Every hotel they put us in on the tour has a pool. Back home it would be the height of luxury, but in these places, it is part of the background, like the huge beds and extravagant breakfast buffets each morning in the restaurant.
“Hey.”
I raise my head to see a teenage boy sitting just down the pool from me, his legs dangling in the water. I smile and sit up languorously. “Hey.”

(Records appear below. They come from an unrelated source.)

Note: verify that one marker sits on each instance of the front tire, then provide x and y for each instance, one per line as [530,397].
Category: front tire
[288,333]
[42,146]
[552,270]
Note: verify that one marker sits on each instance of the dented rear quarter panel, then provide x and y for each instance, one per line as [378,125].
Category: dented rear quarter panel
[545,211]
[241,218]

“You staying here on vacation?” He indicates the 5-star hotel looming above us.
“I’m here with my mother. She’s at a conference. I’m just relaxing while she’s in sessions and meetings all day.” I’ve told this lie before and it comes easily. I peek over the tops of my sunglasses. He’s cute, if a little pale.
The boy grins. “Nice. Hey, I like your accent. Where are you from?”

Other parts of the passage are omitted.